Businesses in Rugby and across the country always say that they are desperate to recruit people with the right skills. If they do not have the right people, they will not be able to expand and thrive. This is a pro-business strategy to get Britain working again, so that we get Britain growing again. My hon. Friend the Minister for Employment says that we are the human resources department of the growth mission. I hope businesses in Rugby will see that and work with us to make sure we get it right.
I warmly congratulate the Secretary of State on all her hard work to deliver this White Paper, which proves not only that hers is a Department for work but that Labour is the party of work. Whereas, judging from the sea of green opposite, the Tories are a party of slackers.
I warmly welcome the fact that Greater Manchester is one of the trailblazer areas.
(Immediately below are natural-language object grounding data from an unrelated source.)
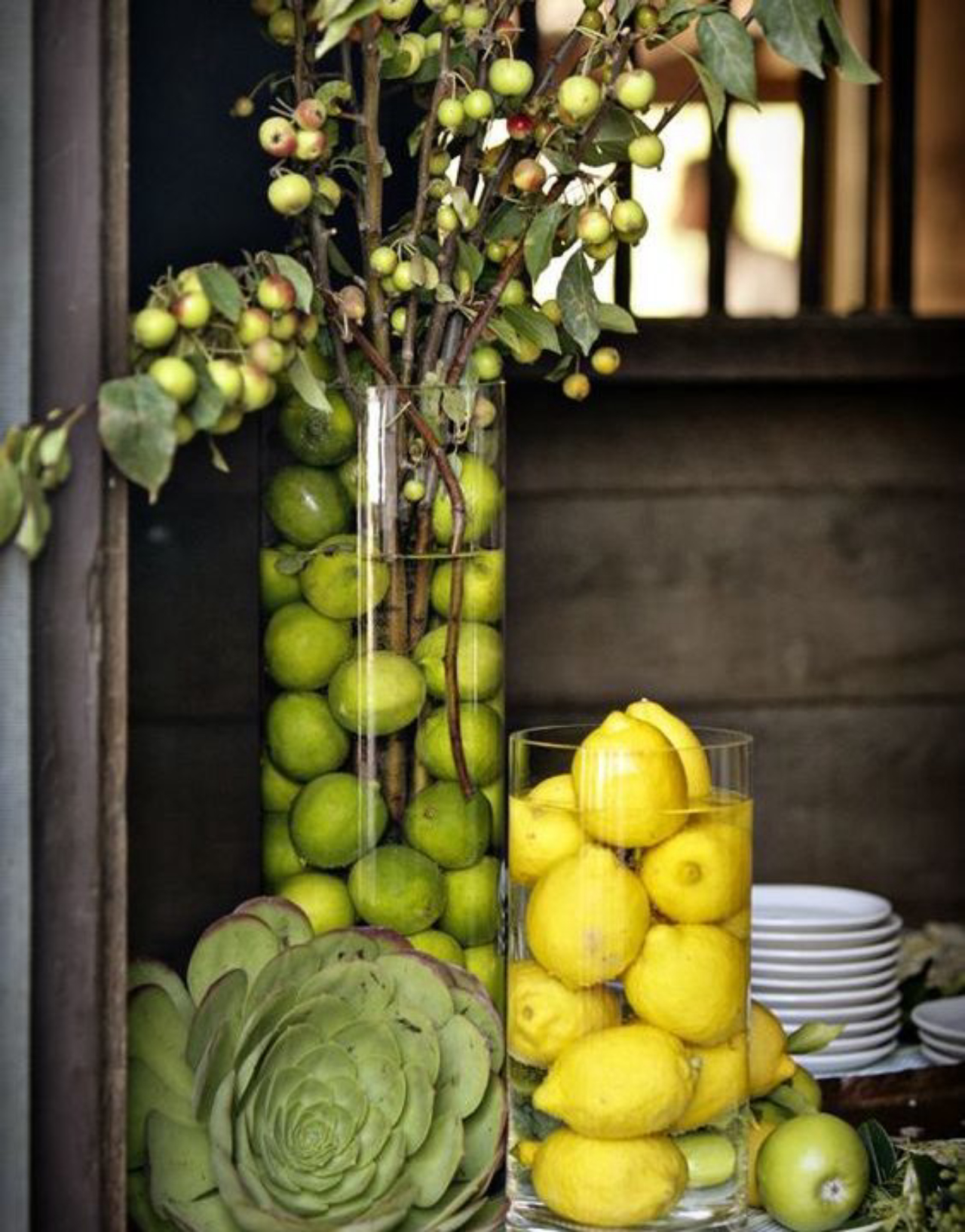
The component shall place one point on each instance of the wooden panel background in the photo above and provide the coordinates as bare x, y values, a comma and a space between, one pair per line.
782, 559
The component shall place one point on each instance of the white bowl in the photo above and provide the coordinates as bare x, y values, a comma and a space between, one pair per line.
816, 907
945, 1018
819, 973
801, 952
941, 1059
848, 1062
819, 999
765, 985
831, 939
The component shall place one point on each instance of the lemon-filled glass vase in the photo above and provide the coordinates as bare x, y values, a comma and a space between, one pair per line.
627, 991
382, 592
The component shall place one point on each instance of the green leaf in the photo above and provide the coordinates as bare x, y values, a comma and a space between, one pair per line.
36, 521
222, 290
339, 26
792, 30
615, 320
307, 385
614, 132
848, 60
813, 1037
299, 276
578, 303
207, 404
538, 247
881, 1154
530, 323
728, 52
470, 259
508, 222
11, 498
136, 423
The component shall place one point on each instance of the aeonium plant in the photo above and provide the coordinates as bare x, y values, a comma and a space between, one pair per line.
512, 169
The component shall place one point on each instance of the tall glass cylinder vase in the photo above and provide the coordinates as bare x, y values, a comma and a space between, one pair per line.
382, 590
629, 924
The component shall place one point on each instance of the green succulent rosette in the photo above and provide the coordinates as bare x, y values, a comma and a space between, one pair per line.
300, 1083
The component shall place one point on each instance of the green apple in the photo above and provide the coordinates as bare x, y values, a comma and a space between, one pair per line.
307, 505
482, 495
338, 583
479, 660
155, 328
482, 587
318, 437
510, 78
378, 694
813, 1173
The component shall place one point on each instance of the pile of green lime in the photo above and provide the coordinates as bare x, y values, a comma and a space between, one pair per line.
337, 689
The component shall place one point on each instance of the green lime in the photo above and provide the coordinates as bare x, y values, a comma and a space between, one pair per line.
482, 587
483, 495
316, 437
398, 888
303, 648
440, 945
479, 660
338, 818
378, 694
446, 827
489, 969
277, 791
307, 505
495, 792
349, 478
482, 743
303, 738
339, 583
472, 903
279, 858
276, 588
323, 899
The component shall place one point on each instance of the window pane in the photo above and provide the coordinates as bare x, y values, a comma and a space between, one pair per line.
669, 266
765, 151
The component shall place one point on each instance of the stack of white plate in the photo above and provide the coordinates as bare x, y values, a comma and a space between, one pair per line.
829, 954
942, 1030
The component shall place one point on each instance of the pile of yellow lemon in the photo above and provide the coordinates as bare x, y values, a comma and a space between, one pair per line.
637, 875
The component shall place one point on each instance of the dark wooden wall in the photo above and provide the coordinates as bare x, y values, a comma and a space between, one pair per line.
786, 559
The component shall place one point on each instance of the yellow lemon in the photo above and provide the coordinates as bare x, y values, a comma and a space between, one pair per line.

What is the Secretary of State most excited about in Andy Burnham’s plan to help tackle this massive problem in Greater Manchester?
Under Andy Burnham’s leadership, Greater Manchester is pioneering some of the changes that we want to see by fundamentally joining up work, health and skills support, by commissioning new talking therapy services for people seeking work, and by creating a new service to broker connections between jobseekers and employers. This will make sure that employers get the staff they need while also making the necessary adjustments.
We want to build on that and expand it, because we are indeed the party of work. We believe that work brings self-respect, dignity, control and improved living standards. I am very proud of that, and I hope and believe that these reforms will deliver in every corner of this great nation, so that we invest not just in Great Britain but in great Britons—this country’s greatest asset.